From Facebook groups to hyper-local delivery services, Southeast Asia’s street food chefs are cooking up creative ways to sell their wares as they struggle to survive during the coronavirus pandemic.
The region is known for exotic treats often enjoyed at chairs and tables by the roadside, from mango sticky rice to rich coconut curries.
But restrictions imposed to fight the virus have forced vendors off the streets and confined customers to their homes — leaving businesses scrambling to find new ways to make ends meet.
And even with lockdowns being eased in some places, business will likely be slow to recover as many people continue to observe social-distancing.
One chef in Singapore, where open-air food courts housing many stalls are largely deserted as eating out has been banned, has created a Facebook group and is helping less tech-savvy vendors advertise takeaways.
Melvin Chew, 42, whose stall offers rice noodles and braised duck, said the group now has over 250,000 members, including both food sellers — known locally as “hawkers” — and customers.

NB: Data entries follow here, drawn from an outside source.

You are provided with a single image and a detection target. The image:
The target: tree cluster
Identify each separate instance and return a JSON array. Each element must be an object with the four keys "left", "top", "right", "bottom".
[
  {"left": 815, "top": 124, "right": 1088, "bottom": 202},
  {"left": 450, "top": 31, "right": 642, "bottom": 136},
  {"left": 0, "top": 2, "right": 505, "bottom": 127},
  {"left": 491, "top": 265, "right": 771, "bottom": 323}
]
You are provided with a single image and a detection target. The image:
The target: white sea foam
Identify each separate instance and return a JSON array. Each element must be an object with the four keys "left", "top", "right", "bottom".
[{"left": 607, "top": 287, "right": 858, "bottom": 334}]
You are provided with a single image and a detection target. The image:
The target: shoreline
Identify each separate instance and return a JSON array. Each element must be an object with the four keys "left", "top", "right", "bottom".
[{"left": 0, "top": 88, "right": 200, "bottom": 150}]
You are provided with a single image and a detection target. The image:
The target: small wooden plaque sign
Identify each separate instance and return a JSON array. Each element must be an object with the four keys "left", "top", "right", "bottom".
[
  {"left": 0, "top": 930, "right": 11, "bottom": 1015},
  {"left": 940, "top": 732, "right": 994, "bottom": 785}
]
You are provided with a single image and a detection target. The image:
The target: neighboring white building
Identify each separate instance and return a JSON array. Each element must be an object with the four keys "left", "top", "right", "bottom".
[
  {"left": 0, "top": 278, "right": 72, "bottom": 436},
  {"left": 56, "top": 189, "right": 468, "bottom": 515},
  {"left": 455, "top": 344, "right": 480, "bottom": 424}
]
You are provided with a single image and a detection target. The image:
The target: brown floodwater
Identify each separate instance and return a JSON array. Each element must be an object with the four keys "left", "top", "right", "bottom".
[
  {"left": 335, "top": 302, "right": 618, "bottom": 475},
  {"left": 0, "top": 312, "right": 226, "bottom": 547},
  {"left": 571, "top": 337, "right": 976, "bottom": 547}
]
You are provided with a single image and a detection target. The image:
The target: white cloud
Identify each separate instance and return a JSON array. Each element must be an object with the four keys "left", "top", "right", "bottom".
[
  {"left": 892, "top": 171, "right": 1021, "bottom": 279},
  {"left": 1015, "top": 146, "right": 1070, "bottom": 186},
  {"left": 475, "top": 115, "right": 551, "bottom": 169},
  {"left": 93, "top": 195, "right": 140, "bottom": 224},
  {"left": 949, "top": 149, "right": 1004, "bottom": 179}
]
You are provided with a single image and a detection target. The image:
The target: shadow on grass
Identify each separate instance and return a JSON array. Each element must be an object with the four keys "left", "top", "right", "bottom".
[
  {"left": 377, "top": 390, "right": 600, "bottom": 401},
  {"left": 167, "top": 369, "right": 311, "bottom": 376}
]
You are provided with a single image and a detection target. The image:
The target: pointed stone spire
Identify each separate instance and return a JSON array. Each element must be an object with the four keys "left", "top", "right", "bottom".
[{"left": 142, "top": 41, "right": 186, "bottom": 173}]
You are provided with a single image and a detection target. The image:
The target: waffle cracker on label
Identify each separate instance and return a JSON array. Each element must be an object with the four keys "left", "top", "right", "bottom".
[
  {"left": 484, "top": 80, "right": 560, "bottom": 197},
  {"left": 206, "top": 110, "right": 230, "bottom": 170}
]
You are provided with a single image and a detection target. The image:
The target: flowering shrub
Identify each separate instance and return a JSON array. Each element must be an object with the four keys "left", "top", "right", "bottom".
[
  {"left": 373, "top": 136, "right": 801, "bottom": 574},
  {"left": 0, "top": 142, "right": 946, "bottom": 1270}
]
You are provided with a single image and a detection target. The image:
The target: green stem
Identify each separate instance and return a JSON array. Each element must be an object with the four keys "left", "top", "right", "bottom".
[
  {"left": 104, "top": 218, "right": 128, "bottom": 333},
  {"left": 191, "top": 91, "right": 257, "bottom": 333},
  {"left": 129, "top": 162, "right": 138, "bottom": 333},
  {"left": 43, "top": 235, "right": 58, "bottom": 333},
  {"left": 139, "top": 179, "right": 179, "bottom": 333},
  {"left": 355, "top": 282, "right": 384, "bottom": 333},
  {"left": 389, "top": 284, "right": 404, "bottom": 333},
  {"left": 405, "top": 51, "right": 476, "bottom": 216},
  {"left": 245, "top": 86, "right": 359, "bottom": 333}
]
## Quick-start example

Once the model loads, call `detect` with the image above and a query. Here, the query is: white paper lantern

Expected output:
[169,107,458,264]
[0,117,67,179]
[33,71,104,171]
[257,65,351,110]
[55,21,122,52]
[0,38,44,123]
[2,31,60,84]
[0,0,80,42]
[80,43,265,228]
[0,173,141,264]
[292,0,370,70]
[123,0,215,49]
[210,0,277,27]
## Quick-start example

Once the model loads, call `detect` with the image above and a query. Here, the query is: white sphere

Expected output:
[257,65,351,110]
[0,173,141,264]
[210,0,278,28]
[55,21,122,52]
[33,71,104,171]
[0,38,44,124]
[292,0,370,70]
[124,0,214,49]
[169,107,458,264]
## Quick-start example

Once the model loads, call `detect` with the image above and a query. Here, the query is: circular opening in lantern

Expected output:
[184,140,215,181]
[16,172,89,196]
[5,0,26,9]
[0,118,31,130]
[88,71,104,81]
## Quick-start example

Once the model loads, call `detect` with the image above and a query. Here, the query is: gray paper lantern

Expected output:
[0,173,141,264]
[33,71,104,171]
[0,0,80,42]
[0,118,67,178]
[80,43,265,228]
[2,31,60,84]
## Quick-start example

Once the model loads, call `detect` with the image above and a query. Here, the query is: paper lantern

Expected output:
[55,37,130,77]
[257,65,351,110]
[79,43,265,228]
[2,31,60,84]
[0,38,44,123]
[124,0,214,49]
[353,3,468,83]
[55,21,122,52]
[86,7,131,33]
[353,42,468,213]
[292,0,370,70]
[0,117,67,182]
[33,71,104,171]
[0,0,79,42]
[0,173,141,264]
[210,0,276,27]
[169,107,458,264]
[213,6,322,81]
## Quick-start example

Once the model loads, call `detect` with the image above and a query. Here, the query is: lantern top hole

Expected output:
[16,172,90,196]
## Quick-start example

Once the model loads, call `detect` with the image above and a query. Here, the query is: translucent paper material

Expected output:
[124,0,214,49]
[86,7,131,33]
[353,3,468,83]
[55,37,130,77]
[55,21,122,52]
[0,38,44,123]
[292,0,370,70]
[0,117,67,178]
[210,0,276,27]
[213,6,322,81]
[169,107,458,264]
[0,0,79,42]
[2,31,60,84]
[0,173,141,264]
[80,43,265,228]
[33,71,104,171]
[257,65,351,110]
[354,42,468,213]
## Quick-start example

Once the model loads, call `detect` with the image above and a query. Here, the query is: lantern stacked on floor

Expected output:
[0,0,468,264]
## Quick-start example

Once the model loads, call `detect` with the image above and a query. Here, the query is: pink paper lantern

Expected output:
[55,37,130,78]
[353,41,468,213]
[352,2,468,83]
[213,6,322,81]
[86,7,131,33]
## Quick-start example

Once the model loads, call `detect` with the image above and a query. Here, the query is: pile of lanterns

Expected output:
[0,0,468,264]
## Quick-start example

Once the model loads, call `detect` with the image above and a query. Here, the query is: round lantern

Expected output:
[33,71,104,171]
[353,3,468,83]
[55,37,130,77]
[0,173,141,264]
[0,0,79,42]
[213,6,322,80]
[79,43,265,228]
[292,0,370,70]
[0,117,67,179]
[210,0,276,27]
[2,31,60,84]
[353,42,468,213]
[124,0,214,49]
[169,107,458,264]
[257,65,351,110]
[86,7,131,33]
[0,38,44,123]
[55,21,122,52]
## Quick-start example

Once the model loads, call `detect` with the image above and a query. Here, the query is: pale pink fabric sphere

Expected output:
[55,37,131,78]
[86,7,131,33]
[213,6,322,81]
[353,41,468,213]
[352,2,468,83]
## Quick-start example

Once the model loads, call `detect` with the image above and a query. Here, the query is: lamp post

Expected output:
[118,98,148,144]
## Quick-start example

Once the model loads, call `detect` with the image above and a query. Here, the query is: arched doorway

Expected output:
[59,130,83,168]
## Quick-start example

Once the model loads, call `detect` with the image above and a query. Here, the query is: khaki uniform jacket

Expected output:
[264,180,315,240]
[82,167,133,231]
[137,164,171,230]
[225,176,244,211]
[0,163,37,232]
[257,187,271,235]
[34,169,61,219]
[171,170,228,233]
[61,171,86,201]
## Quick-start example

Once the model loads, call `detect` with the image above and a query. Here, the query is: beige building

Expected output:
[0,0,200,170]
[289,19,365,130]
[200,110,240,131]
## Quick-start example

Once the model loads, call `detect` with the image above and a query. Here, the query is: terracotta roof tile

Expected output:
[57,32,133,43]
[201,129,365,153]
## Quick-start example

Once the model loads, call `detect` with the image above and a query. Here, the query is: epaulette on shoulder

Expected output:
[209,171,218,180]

“There are a lot of supporters who have been helping out sharing (the Facebook page)… this actually brings out the passion and the love for Singapore hawkers’ food,” he said.
In the Thai capital Bangkok, one small hostel has transformed itself into a centre to help street food sellers in their historic neighbourhood.
Once Again Hostel has launched a delivery service linking vendors up with customers in the area via messaging app LINE, and takes a 15 percent commission — far lower than other such online services.
After a customer places an order, the food is dropped off at the hostel, and staff then arrange for motorbike couriers to deliver it. Thai street food classics like pad thai and roast pork noodles are among the most popular dishes.
In some places, the community is rallying around — a crowd-funding campaign has been launched in Myanmar’s biggest city Yangon to raise money for street food sellers.
Despite curbs to fight the spread of the virus, some desperate vendors continue to sell food where and when they can, risking harassment from authorities and police.
“We want to make sure street vendors have the choice to stay home,” said Emilie Roell from Doh Eain, the group behind the campaign.